Just consider the simplest Ising model for two spin-1/2 system $H=\sigma_1^z\sigma_2^z$, it has two ground states, one of them is spin-singlet $|\uparrow\downarrow> -|\downarrow\uparrow> $ which possesses spin rotational symmetry, while the original Hamiltonian explicitly breaks it.

And I want to know if anyone knows some simple examples that all of the ground states have the emergent symmetry while the Hamiltonian doesn't have?

By the way,I remember that Prof.Xiao-gang Wen has said, a key difference between "topological degeneracy" and "ordinary degeneracy" is that the topological degeneracy is generally approximate while the ordinary degeneracy is exact. If the emergent symmetries are generally approximate, whether are there some connections between the topological degeneracy and emergent symmetries?

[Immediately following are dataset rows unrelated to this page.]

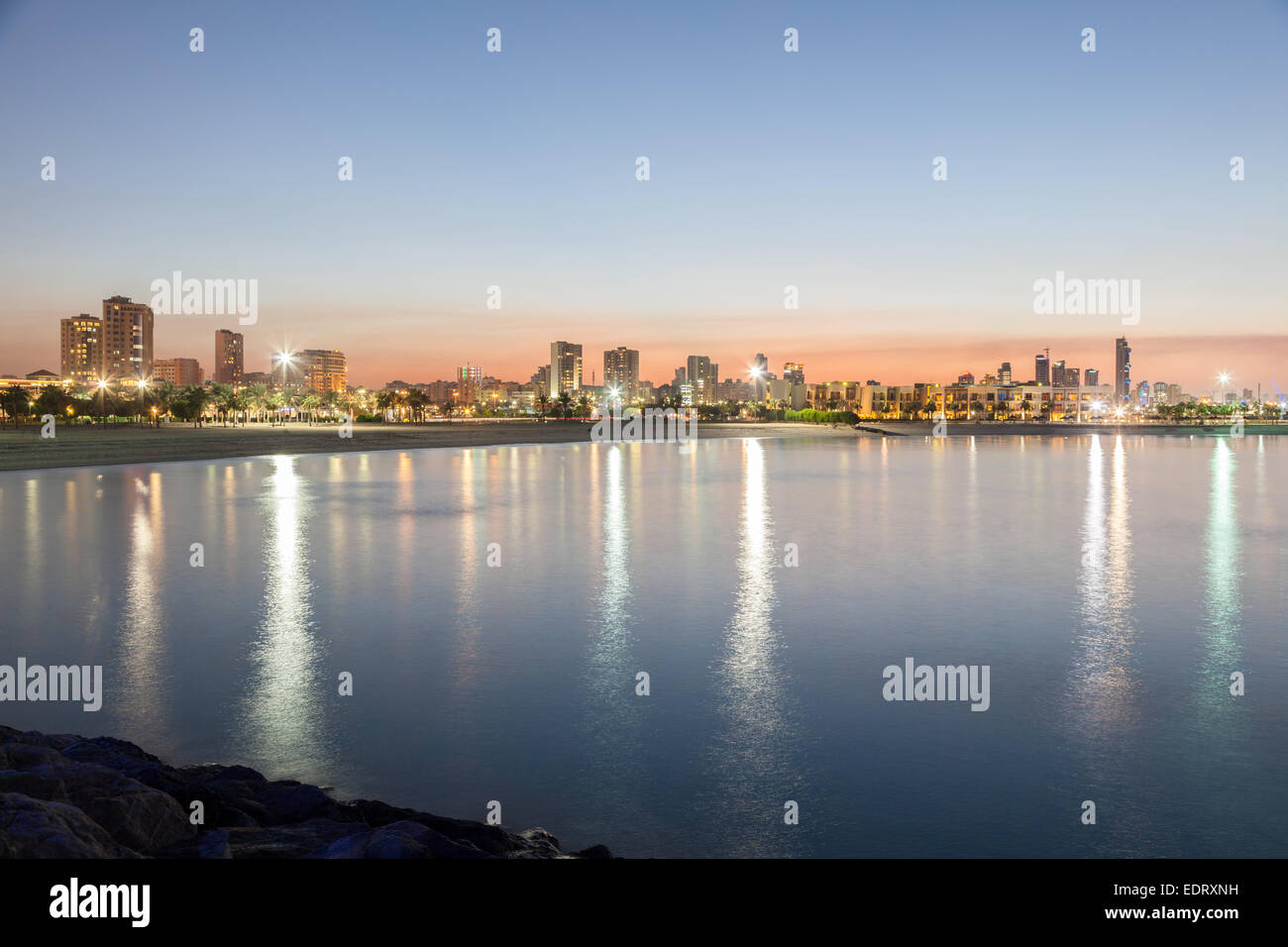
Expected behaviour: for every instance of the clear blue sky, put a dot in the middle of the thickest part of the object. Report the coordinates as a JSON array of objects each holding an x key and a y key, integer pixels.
[{"x": 768, "y": 167}]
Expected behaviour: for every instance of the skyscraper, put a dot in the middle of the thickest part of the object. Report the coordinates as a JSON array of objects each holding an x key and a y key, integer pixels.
[
  {"x": 760, "y": 375},
  {"x": 469, "y": 382},
  {"x": 80, "y": 347},
  {"x": 325, "y": 369},
  {"x": 179, "y": 371},
  {"x": 1122, "y": 369},
  {"x": 622, "y": 371},
  {"x": 127, "y": 339},
  {"x": 565, "y": 368},
  {"x": 703, "y": 373},
  {"x": 230, "y": 355}
]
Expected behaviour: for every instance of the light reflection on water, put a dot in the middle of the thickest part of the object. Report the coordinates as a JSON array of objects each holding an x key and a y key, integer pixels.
[{"x": 1112, "y": 583}]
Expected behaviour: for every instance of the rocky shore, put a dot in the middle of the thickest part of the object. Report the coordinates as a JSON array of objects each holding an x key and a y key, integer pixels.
[{"x": 69, "y": 796}]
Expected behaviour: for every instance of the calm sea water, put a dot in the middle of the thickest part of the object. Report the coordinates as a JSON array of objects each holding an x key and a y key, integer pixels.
[{"x": 1111, "y": 583}]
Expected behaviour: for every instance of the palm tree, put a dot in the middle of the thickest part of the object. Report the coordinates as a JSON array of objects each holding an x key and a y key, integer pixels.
[
  {"x": 14, "y": 402},
  {"x": 257, "y": 399}
]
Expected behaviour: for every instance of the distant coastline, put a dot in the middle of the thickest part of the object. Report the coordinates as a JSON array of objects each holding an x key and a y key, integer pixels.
[{"x": 120, "y": 445}]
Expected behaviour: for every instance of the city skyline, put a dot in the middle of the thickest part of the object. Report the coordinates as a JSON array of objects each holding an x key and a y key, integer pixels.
[
  {"x": 85, "y": 357},
  {"x": 76, "y": 365},
  {"x": 769, "y": 170}
]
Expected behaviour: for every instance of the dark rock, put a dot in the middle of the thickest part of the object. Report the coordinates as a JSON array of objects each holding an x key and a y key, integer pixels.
[
  {"x": 68, "y": 796},
  {"x": 39, "y": 828}
]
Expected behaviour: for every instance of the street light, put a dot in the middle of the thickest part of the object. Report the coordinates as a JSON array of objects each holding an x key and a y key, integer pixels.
[{"x": 284, "y": 359}]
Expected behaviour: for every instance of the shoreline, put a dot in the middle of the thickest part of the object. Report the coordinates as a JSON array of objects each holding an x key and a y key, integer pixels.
[
  {"x": 89, "y": 446},
  {"x": 69, "y": 796},
  {"x": 84, "y": 446}
]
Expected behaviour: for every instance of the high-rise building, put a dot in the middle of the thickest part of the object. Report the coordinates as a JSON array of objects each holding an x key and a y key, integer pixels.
[
  {"x": 325, "y": 369},
  {"x": 80, "y": 346},
  {"x": 760, "y": 375},
  {"x": 127, "y": 339},
  {"x": 469, "y": 382},
  {"x": 179, "y": 371},
  {"x": 310, "y": 369},
  {"x": 622, "y": 371},
  {"x": 703, "y": 375},
  {"x": 230, "y": 357},
  {"x": 565, "y": 368},
  {"x": 1042, "y": 368},
  {"x": 1122, "y": 369}
]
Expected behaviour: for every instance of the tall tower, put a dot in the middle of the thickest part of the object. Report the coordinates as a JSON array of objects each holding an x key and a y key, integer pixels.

Comments: The two ground states of the above Ising example are degenerate. I wonder that whether an emergent symmetry could happen for a nondegenerate eigenstate ? For example, if an eigenstate of a Hamiltonian is non-degenerate, then this eigenstate must preserve all the symmetries of the Hamiltonian, and is there any possibility that this eigenstate has additional symmetry which is absence in the Hamiltonian ? Does someone know any example of this kind?

Thanks in advance.

Answer 1

I think the simplest example is very closely related to your suggestion of the two-site Ising model. Instead, consider the two-site XX-chain: $$ H = \sigma_1^x \sigma_2^x + \sigma_1^y \sigma_2^y. $$ Clearly the Hamiltonian has $U(1)$ symmetry (generated by $\sigma^z_1 + \sigma^z_2$) but it does NOT have full $SU(2)$ symmetry. However, its (unique!) ground state is the spin singlet $$ |\psi_\textrm{gs}\rangle = \frac{1}{\sqrt{2}} \left( |\uparrow_1 \downarrow_2\rangle -|\downarrow_1 \uparrow_2\rangle \right). $$ Hence, its unique ground state has an emergent $SU(2)$ symmetry.

Answer 2

The simplest model is the spin-1/2 chain with Majumdar–Ghosh interaction: $$H=\sum_i P_{3/2}(i-1,i,i+1),$$ where $P_{3/2}(i,j,k)$ is the projection operator that projects a state onto the subspace with total spin-3/2 on sites $i,j,k$. The ground states are two dimer states (see the figure on wikipedia Majumdar–Ghosh model): $$|\psi_1\rangle=\prod_i|\mathrm{singlet}\rangle_{2i,2i+1},$$ $$|\psi_2\rangle=\prod_i|\mathrm{singlet}\rangle_{2i-1,2i}.$$

If we define the symmetry transformation $U(i,j)=\exp(ia_{ij}P_0(i,j))$ where $P_0(i,j)$ is the singlet projection operator, then $$U(2i,2i+1)|\psi_1\rangle=\exp(i a_{2i,2i+1})|\psi_1\rangle,$$ $$U(2i-1,2i)|\psi_2\rangle=\exp(i a_{2i-1,2i})|\psi_2\rangle,$$ for any $i$. In other words, $|\psi_1\rangle$ supports a one dimensional representation of the group $U(2i,2i+1)$ (any $i$) which is not a symmetry of the original Hamiltonian. Similar for $|\psi_2\rangle$. It is exactly those emergent symmetries that make this model soluble.

More sophisticated examples can be found here: 0207106.